Mehr als zwölf Stunden nach dem verheerenden Busunglück auf der Autobahn 2 bei Hannover sind am Mittwoch die 20 Leichen aus dem Fahrzeug geborgen worden. Spezialisten versuchten zusammen mit Experten der Medizinischen Hochschule Hannover, die Toten zu identifizieren, sagte Hannovers Polizeipräsident Uwe Binias am Mittwoch bei einer Pressekonferenz in Hannover.

Die 13 Überlebenden des schweren Unglücks stammten aus dem Großraum Hannover. Es sei davon auszugehen, dass dies auch für die 20 Opfer zutreffe. Die Identifizierung der 20 Opfer des verheerenden Busunglücks auf der Autobahn 2 bei Hannover gestaltet sich offenbar schwierig. Zu der Kaffeefahrt nach Haltern in Nordrhein-Westfalen hatten sich mehr Menschen angemeldet als letztlich mitfuhren, sagte ein Sprecher des niedersächsischen Innenministeriums. "Deswegen muss nun geschaut werden, wer tatsächlich im Bus saß."

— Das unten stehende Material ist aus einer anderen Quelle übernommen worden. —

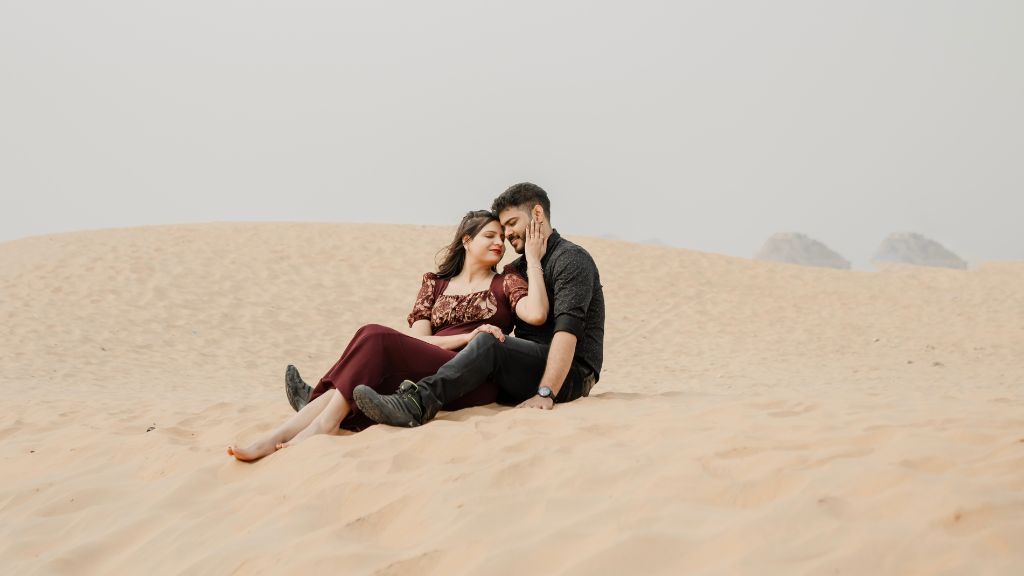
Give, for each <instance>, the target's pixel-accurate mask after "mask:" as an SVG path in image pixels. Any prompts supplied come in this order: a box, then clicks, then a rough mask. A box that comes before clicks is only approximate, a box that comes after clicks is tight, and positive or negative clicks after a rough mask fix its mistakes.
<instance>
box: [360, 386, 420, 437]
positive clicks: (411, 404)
mask: <svg viewBox="0 0 1024 576" xmlns="http://www.w3.org/2000/svg"><path fill="white" fill-rule="evenodd" d="M352 398H353V399H355V405H356V406H358V407H359V410H362V413H364V414H366V415H367V417H369V418H370V419H371V420H373V421H375V422H377V423H380V424H387V425H389V426H408V427H411V428H412V427H416V426H418V425H420V424H422V423H423V405H422V404H421V403H420V397H419V395H418V394H417V393H416V383H415V382H412V381H410V380H406V381H404V382H402V383H401V385H400V386H398V392H396V393H395V394H393V395H390V396H382V395H379V394H377V390H375V389H374V388H372V387H370V386H367V385H362V384H359V385H357V386H355V389H354V390H352Z"/></svg>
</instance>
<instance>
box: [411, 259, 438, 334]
mask: <svg viewBox="0 0 1024 576" xmlns="http://www.w3.org/2000/svg"><path fill="white" fill-rule="evenodd" d="M435 282H437V275H436V274H433V273H431V272H428V273H427V274H424V275H423V285H422V286H420V293H419V294H417V295H416V303H415V304H413V312H412V313H410V315H409V318H408V319H407V320H409V326H410V328H412V327H413V324H414V323H416V321H417V320H428V321H429V320H430V311H432V310H433V307H434V283H435Z"/></svg>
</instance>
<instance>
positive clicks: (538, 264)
mask: <svg viewBox="0 0 1024 576" xmlns="http://www.w3.org/2000/svg"><path fill="white" fill-rule="evenodd" d="M541 230H542V228H541V222H540V221H539V220H538V219H536V218H535V219H534V221H532V222H530V223H529V225H527V227H526V250H525V254H526V281H527V282H528V292H527V293H526V296H525V297H523V298H522V299H520V300H519V302H518V303H517V304H516V306H515V315H516V316H518V317H519V318H520V319H521V320H522V321H523V322H525V323H526V324H531V325H534V326H542V325H543V324H544V323H545V322H547V321H548V305H549V302H548V288H547V286H545V284H544V268H543V266H542V265H541V259H542V258H544V253H545V252H547V250H548V240H547V239H546V238H544V236H543V235H542V234H541Z"/></svg>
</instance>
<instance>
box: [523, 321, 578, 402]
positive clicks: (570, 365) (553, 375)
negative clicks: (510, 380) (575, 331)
mask: <svg viewBox="0 0 1024 576" xmlns="http://www.w3.org/2000/svg"><path fill="white" fill-rule="evenodd" d="M575 342H577V337H575V335H574V334H572V333H571V332H555V337H554V338H553V339H552V340H551V348H549V349H548V363H547V365H545V367H544V377H543V378H541V386H548V387H549V388H551V396H552V397H555V396H558V390H560V389H561V388H562V383H563V382H564V381H565V376H568V374H569V368H571V367H572V356H573V355H574V354H575ZM539 387H540V386H539ZM518 407H519V408H542V409H544V410H551V409H552V408H554V407H555V401H554V400H552V399H548V398H541V397H539V396H534V397H531V398H529V399H527V400H526V401H525V402H523V403H522V404H520V405H519V406H518Z"/></svg>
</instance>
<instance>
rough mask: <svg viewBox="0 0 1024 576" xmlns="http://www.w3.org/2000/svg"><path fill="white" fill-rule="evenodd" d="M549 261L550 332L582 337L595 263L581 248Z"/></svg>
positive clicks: (583, 330) (568, 252) (585, 326)
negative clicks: (550, 295) (549, 274)
mask: <svg viewBox="0 0 1024 576" xmlns="http://www.w3.org/2000/svg"><path fill="white" fill-rule="evenodd" d="M552 264H554V265H553V266H552V269H553V270H552V275H551V276H552V279H553V281H554V282H553V284H554V290H553V291H554V305H553V312H554V317H555V329H554V331H555V332H568V333H570V334H572V335H574V336H575V337H577V338H582V337H583V333H584V328H585V327H586V325H587V311H588V310H590V300H591V298H592V297H593V295H594V279H595V275H596V271H597V266H596V265H595V264H594V260H593V259H591V257H590V254H587V253H586V252H584V251H582V250H580V251H575V250H573V251H570V252H568V253H565V254H563V255H561V257H560V258H558V260H557V261H555V262H552Z"/></svg>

Die Staatsanwaltschaft hat indes ein Ermittlungsverfahren gegen Unbekannt wegen fahrlässiger Tötung in 20 Fällen eingeleitet. Die Leichen sollten obduziert werden.

Es handelt sich um das verheerendste Busunglück in Deutschland seit mehr als 15 Jahren: Am Dienstagabend geriet ein Reisebus in Brand - 20 Menschen kamen in den Flammen ums Leben, zwölf Passagiere im Alter zwischen 45 und 80 Jahren sowie der Fahrer konnten sich zum Teil schwer verletzt retten. Viele der meist älteren Fahrgäste waren offenbar gehbehindert, sie konnten nicht mehr rechtzeitig aus dem brennenden Fahrzeug heraus.

Bundesverkehrsminister Wolfgang Tiefensee (SPD) äußerte sich noch am Dienstagabend tief erschüttert über das Busunglück. "Es muss jetzt sehr sorgfältig untersucht werden, wie es zu diesem Unglück kommen konnte." Auch müsse geprüft werden, ob Sicherheitsbestimmungen eingehalten wurden, und ob diese verschärft werden müssen.